30 pieces of silver. It felt so good in his hands, but ate away at his heart. He was seized with remorse, tried to return it, when they wouldn’t take it back, he threw the money, and went away and hanged himself. He got his money, but he forfeited his soul. Now he’s been suffering penniless in hell for almost 2,000 years.

“Poor Judas.” No. Instead we should be saying, “God help me!” God doesn’t tell us about Judas so that we can pity a dead man, but so that we can avoid his dead end. “If you think you are standing firm, be careful that you don’t fall.” We have all kinds of examples in Scripture of faithful Christians who fell away. Here’s the warning: Any sin that we let take root in our hearts- be it greed, neglecting God’s Word, envy, coveting, etc, any sin that takes root can spin us into unbelief. Look at Judas!
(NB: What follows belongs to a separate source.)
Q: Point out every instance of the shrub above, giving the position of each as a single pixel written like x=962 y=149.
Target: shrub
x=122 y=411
But do you know what’s most tragic about Judas? When he came to his senses after seeing Jesus led away like a lamb to the slaughter, he had a change of mind. But instead of turning to Jesus for full and free forgiveness, he turned to his guilty conscience, instead of turning to the Lord for mercy, he turned to the corrupt priests to try to unbuy his betrayal. But no money, not even all the silver and gold in the world, could pay for one sin, only the innocent blood of Jesus can. In despair Judas turned to a noose instead of his Savior.
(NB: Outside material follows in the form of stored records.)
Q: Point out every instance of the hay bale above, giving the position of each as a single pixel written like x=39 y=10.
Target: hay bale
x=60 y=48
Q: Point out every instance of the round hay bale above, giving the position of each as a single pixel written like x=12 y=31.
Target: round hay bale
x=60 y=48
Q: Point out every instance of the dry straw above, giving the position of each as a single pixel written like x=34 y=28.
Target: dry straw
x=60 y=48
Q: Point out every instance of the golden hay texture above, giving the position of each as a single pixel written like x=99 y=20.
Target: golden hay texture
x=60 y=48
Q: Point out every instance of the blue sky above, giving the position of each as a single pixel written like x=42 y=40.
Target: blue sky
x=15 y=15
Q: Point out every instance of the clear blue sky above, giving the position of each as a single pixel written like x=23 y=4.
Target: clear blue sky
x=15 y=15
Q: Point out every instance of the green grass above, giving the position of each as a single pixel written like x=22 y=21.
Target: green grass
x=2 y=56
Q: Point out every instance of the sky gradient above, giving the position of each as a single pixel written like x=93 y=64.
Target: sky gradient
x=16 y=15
Learn from Judas, don’t turn toward your sin, turn to Jesus! Turn to Jesus who has turned to you in love with every word he spoke and every deed he did. Turn to Jesus who willingly allowed a lynch mob to arrest him and bind him and lead him away. Turn to Jesus who endured scorn, ridicule, mocking, and insults so you wouldn’t have to. Turn to Jesus who willingly allowed his hands and feet to be nailed to a cross to take your punishment on Himself and save you. Turn to Jesus who suffered hell for all the times we betrayed him with our sins. Because of that it is impossible for you to be more forgiven than you already are in Christ. Don’t turn to your sin and guilt- that’s spiritual suicide- look at Judas. No, turn to your Savior, He will always receive you with arms outstretched and hands with scars that prove His eternal love for you. Turn to Jesus, do not turn away. Amen.